If you’re going to date me, you at least have to think my job is needed.
I was on a date with another guy from my online dating stint. The first date had gone quite well- met up for coffee and pie, good conversation happened, and then we agreed to a second date. I told amusing stories about my work, and he told funny stories about some of the things he dealt with (he had previously lived in a far more rural area before moving to the big city).
It was on the second date where things went wrong.

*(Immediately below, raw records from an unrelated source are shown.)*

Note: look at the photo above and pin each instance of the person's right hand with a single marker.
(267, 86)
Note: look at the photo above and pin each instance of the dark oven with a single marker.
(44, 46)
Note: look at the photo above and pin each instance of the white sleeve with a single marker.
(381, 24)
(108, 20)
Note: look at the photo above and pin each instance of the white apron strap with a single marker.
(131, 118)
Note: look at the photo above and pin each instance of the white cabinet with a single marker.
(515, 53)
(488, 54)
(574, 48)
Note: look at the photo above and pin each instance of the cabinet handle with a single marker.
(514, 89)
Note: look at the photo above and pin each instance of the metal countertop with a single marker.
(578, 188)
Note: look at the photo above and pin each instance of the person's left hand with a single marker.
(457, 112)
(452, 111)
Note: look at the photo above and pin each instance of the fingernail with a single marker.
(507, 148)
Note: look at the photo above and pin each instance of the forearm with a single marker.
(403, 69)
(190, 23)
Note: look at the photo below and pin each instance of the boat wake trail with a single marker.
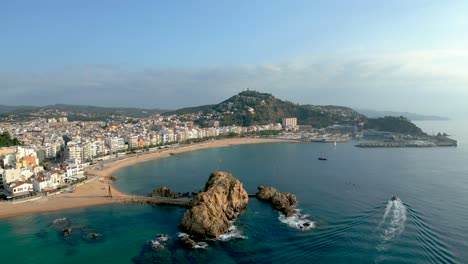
(393, 222)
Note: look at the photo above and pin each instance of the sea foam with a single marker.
(232, 233)
(393, 222)
(298, 221)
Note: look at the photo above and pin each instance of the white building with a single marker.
(289, 123)
(22, 152)
(115, 144)
(73, 151)
(41, 184)
(19, 188)
(11, 175)
(74, 169)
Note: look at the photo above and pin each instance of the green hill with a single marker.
(394, 124)
(255, 108)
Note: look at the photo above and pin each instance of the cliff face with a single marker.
(223, 198)
(280, 201)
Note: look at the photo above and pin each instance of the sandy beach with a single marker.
(95, 191)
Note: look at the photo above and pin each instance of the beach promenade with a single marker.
(95, 191)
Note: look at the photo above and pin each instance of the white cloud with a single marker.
(433, 81)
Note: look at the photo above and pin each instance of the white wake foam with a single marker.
(298, 221)
(393, 222)
(159, 242)
(60, 220)
(232, 233)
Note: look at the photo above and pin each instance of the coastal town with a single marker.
(55, 154)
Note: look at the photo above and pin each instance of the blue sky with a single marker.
(181, 53)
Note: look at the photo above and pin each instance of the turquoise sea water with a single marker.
(347, 197)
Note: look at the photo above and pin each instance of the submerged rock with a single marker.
(187, 242)
(280, 201)
(212, 210)
(163, 192)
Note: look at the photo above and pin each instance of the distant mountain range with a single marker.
(411, 116)
(74, 112)
(244, 109)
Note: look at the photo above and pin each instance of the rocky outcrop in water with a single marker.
(280, 201)
(187, 242)
(163, 192)
(212, 210)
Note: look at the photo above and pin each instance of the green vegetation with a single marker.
(255, 108)
(394, 124)
(7, 141)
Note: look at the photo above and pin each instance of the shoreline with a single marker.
(94, 192)
(114, 166)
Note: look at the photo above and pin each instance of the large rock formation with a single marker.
(223, 198)
(280, 201)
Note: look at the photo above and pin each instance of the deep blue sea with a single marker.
(347, 197)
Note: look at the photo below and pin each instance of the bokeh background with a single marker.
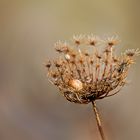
(30, 107)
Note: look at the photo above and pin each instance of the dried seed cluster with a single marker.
(91, 73)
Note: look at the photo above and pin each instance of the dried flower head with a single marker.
(86, 76)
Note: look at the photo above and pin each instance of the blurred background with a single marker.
(30, 107)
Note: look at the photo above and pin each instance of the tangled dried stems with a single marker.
(92, 73)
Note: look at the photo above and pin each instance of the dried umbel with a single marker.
(89, 69)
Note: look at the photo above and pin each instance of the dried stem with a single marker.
(98, 120)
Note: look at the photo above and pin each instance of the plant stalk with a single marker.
(98, 120)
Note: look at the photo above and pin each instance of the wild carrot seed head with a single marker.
(84, 76)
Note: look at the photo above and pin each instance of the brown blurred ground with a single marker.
(30, 107)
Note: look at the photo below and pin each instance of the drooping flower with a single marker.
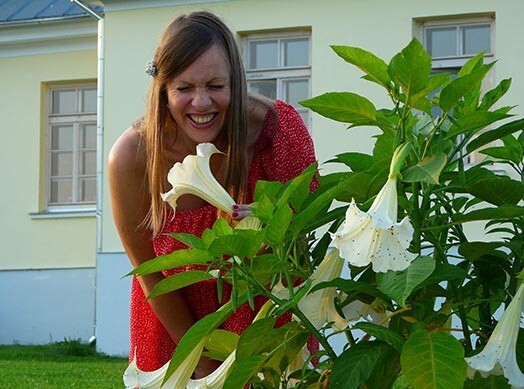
(374, 312)
(319, 306)
(136, 378)
(216, 379)
(375, 236)
(194, 176)
(499, 355)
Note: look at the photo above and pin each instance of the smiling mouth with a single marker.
(202, 119)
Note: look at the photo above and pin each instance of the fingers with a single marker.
(240, 211)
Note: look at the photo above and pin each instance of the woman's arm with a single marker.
(130, 204)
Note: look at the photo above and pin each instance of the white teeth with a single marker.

We met up at a bar for drinks and were at the point where we started talking about our families.
Date: So my dad works in alternative medicine…my family doesn’t believe in modern medicine.
I might have nearly choked on my beer at that statement.
Me: Nothing? Not one bit?
Date: Nope. No medications ever. We don’t see doctors. The dentist is fine, though. Gotta take care of your teeth.
Me (shocked): You do remember I’m a doctor, right? In particular an anesthesiologist? Where I use drugs all the time to put people to sleep for surgery?
Date: Oh, I thought that maybe you just didn’t use medications. Can’t you use alternative methods for all of that?
Now, don’t get me wrong- I use meditation and deep breathing with my patients all the time. I’m a big proponent But I also give them medications.
Shockingly, I did not see him again.
Alternative Strategies Pink Sangria
1 bottle rose wine
- 1/2 c vodka
- 1/4 c raspberry liquour
- 2 lemons, sliced thin
- 1/2 raspberries or blackberries
- 2-3 c light pink or raspberry lemonade
- 1-2 c soda water
- In a large pitcher, pour in rose wine, vodka, liquour, and lemonade (start with 2 c).
- Add lemon slices and berries. Taste (you might need to add additional lemonade).
- Place in fridge and let sit overnight.
- Before serving, stir and add soda water to achieve however many bubbles you’d prefer. (I normally start with 1 c and go up from there.)